Why test service availability with live packets when you can use virtual packets instead? Next time you need a quick answer about network reachability, would you prefer partial information, or precise data that includes the root cause for traffic behavior? Athena's PathFinder network map software can can get any question about packet traversal answered in minutes using an offline model that is constructed from your configuration data.
Athena PathFinder offers powerful functionality for firewall troubleshooting and debugging packet flow problems caused by ACL, NAT or routing issues and for determining which devices in the network need their configurations to be modified to implement change requests.
Troubleshooting dropped packets
Using the Packet Tracer feature, your production environment can be interrogated for answers without any risk, because it does not insert any actual data into the network.
Using the device configurations, The Packet Tracer calculates all routable paths for the entered packet starting from the chosen starting network or device. A routable path is a sequence of networks and devices, each of which has a route that moves the packet from the entering interface of one device to the entering interface of the next hop device.
Once a routable path is calculated, the Packet Tracer evaluates each device along the path to identify those whose ACL, NAT, or default rules drops the packet. The specific rules within each device that are involved in allowing or dropping the packet are identified.
The calculated routable paths are also shown in a network topology diagram with the path segments highlighted in green or red with arrowheads to indicate direction. The green segment indicates a device whose ACL, NAT, reverse path, and route rules allow the packet through the device that is located at the base of the arrow. A red segment indicates that the device that is located at the base of the arrow has its ACL, NAT, or route rule dropping the packet.
For actionable information from the packet trace, PathFinder provides a results Explorer just below the network topology diagram. The Explorer shows the actual rules that act on the packet in each device along the path.
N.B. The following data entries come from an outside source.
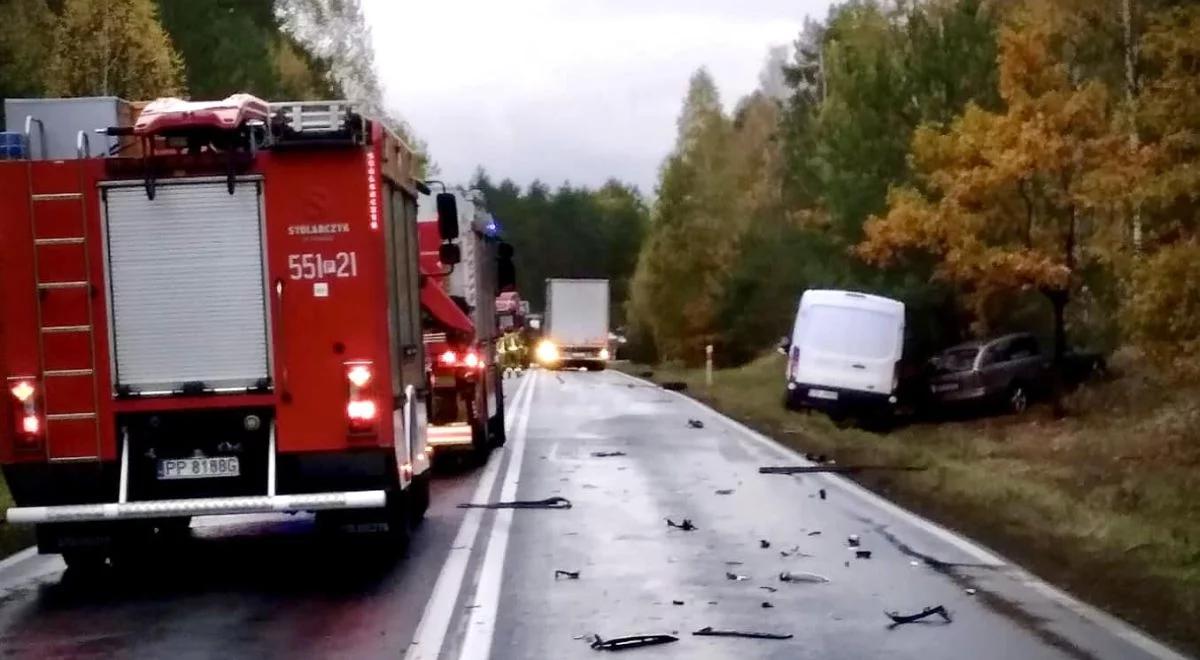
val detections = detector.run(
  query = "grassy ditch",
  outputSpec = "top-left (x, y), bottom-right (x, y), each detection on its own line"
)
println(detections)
top-left (626, 355), bottom-right (1200, 654)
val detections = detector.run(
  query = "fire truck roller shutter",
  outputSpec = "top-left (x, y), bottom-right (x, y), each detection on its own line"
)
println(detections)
top-left (103, 178), bottom-right (270, 392)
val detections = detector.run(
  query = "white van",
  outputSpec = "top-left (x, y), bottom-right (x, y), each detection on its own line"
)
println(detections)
top-left (785, 289), bottom-right (904, 415)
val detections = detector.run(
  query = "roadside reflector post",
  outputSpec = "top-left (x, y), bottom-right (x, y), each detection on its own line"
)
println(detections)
top-left (704, 344), bottom-right (713, 388)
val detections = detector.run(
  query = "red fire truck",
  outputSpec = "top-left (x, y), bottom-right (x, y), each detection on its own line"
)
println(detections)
top-left (418, 191), bottom-right (515, 462)
top-left (0, 95), bottom-right (454, 566)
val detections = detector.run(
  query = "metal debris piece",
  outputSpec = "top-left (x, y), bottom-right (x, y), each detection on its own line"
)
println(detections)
top-left (692, 625), bottom-right (792, 640)
top-left (884, 605), bottom-right (952, 626)
top-left (666, 518), bottom-right (696, 532)
top-left (758, 463), bottom-right (925, 474)
top-left (779, 571), bottom-right (829, 584)
top-left (458, 497), bottom-right (571, 509)
top-left (592, 635), bottom-right (679, 650)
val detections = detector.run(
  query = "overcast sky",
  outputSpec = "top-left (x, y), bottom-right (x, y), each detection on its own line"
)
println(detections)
top-left (362, 0), bottom-right (829, 194)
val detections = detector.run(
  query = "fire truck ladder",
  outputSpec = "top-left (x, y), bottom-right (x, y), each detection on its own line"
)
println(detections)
top-left (25, 116), bottom-right (100, 462)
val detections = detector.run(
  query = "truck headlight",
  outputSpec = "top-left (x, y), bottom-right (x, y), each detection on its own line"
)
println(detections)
top-left (538, 340), bottom-right (558, 364)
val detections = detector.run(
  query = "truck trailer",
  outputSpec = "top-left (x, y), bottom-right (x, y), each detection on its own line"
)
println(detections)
top-left (535, 278), bottom-right (610, 371)
top-left (0, 95), bottom-right (446, 568)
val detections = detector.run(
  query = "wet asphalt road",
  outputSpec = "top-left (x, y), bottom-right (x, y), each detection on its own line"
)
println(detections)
top-left (0, 372), bottom-right (1172, 660)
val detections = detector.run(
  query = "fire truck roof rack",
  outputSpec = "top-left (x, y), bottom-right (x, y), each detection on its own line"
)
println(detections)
top-left (270, 101), bottom-right (367, 149)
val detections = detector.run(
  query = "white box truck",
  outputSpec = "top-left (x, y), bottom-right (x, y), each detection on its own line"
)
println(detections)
top-left (535, 280), bottom-right (608, 371)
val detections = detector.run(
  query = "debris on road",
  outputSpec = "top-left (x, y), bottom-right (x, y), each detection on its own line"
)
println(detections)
top-left (884, 605), bottom-right (952, 628)
top-left (779, 571), bottom-right (829, 584)
top-left (692, 625), bottom-right (792, 640)
top-left (666, 518), bottom-right (697, 532)
top-left (592, 635), bottom-right (679, 650)
top-left (758, 463), bottom-right (925, 474)
top-left (458, 497), bottom-right (571, 509)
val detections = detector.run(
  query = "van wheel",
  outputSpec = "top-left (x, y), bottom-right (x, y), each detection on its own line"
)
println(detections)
top-left (1008, 383), bottom-right (1030, 415)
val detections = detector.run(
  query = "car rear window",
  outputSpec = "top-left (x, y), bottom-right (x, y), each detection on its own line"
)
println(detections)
top-left (802, 305), bottom-right (899, 359)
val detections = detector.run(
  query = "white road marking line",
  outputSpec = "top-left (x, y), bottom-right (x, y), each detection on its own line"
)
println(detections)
top-left (404, 378), bottom-right (533, 660)
top-left (458, 369), bottom-right (536, 660)
top-left (612, 370), bottom-right (1188, 660)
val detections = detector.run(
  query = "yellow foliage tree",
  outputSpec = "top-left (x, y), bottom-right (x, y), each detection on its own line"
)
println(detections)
top-left (857, 1), bottom-right (1140, 356)
top-left (46, 0), bottom-right (184, 101)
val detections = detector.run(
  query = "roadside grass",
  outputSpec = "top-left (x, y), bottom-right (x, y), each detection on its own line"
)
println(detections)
top-left (623, 354), bottom-right (1200, 653)
top-left (0, 474), bottom-right (34, 559)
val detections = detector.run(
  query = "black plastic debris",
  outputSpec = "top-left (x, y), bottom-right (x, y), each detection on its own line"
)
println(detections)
top-left (592, 635), bottom-right (679, 650)
top-left (458, 497), bottom-right (571, 509)
top-left (667, 518), bottom-right (697, 532)
top-left (692, 625), bottom-right (792, 640)
top-left (779, 571), bottom-right (829, 584)
top-left (884, 605), bottom-right (952, 628)
top-left (758, 464), bottom-right (925, 474)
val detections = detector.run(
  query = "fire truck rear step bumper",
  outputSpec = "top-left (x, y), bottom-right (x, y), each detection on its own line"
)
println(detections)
top-left (8, 491), bottom-right (388, 523)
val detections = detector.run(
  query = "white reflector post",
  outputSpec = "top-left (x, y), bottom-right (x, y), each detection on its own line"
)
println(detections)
top-left (103, 179), bottom-right (270, 391)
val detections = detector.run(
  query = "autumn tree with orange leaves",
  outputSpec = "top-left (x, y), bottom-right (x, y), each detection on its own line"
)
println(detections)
top-left (857, 2), bottom-right (1141, 358)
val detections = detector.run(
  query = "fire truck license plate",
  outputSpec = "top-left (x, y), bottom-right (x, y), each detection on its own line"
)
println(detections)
top-left (158, 456), bottom-right (241, 479)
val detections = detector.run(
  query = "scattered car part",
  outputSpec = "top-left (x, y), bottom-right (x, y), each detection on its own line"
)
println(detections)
top-left (692, 625), bottom-right (792, 640)
top-left (758, 464), bottom-right (925, 474)
top-left (884, 605), bottom-right (952, 625)
top-left (592, 635), bottom-right (679, 650)
top-left (458, 497), bottom-right (571, 509)
top-left (779, 571), bottom-right (829, 584)
top-left (667, 518), bottom-right (697, 532)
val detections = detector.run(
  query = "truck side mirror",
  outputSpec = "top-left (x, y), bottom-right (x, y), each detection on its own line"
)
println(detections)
top-left (438, 242), bottom-right (462, 266)
top-left (496, 242), bottom-right (517, 292)
top-left (438, 192), bottom-right (458, 242)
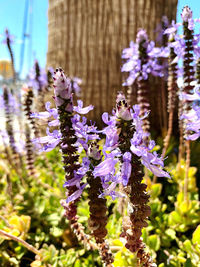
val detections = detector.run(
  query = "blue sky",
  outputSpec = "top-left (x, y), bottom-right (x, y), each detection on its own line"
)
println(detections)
top-left (0, 0), bottom-right (200, 79)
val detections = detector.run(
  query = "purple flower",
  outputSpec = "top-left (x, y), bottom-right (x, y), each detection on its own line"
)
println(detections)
top-left (181, 6), bottom-right (192, 22)
top-left (121, 30), bottom-right (165, 86)
top-left (53, 68), bottom-right (72, 106)
top-left (74, 100), bottom-right (94, 114)
top-left (28, 60), bottom-right (48, 91)
top-left (116, 93), bottom-right (132, 121)
top-left (70, 77), bottom-right (82, 96)
top-left (93, 153), bottom-right (117, 177)
top-left (32, 128), bottom-right (61, 152)
top-left (66, 184), bottom-right (87, 203)
top-left (2, 29), bottom-right (14, 44)
top-left (121, 152), bottom-right (132, 186)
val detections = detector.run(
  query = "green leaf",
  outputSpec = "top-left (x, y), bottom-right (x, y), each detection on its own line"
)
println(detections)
top-left (192, 225), bottom-right (200, 245)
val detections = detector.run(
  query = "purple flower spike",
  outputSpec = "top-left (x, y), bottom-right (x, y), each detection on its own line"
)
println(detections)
top-left (66, 184), bottom-right (87, 203)
top-left (74, 100), bottom-right (94, 114)
top-left (93, 157), bottom-right (117, 177)
top-left (53, 68), bottom-right (72, 107)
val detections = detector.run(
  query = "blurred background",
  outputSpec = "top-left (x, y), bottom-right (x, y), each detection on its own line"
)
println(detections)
top-left (0, 0), bottom-right (200, 134)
You can also quickly look-up the rule in its native format in the device configuration.
The interactive explorer allows users to drill down from policies along the path to the specific rules in each device that allow the packed to pass through or to be dropped.
Determining where to make rule changes
The power of path analysis combined with that of the packet trace makes it easy to determine the optimal places to make rule changes. Used for this purpose, the Packet Tracer will tell you precisely which devices must be touched in order to enable a service to the destination, and even where to add the requisite rules in the device configurations.
When a change request is made to allow a certain service to a certain host, it becomes the responsibility of the network engineer to make the changes, and the first step is to determine whether a change is necessary at all, and if it is necessary, where and what changes to make.
For this scenario, the packet tracer can then be run for a packet whose source is an ip address of a host (say a client), and the destination is the ip address of the host that must be accessed through the service. The packet trace determines all the devices whose configuration needs to be changed to allow the packet through. In addition, the rules that cause the packet to be dropped indicate that they need to be modified.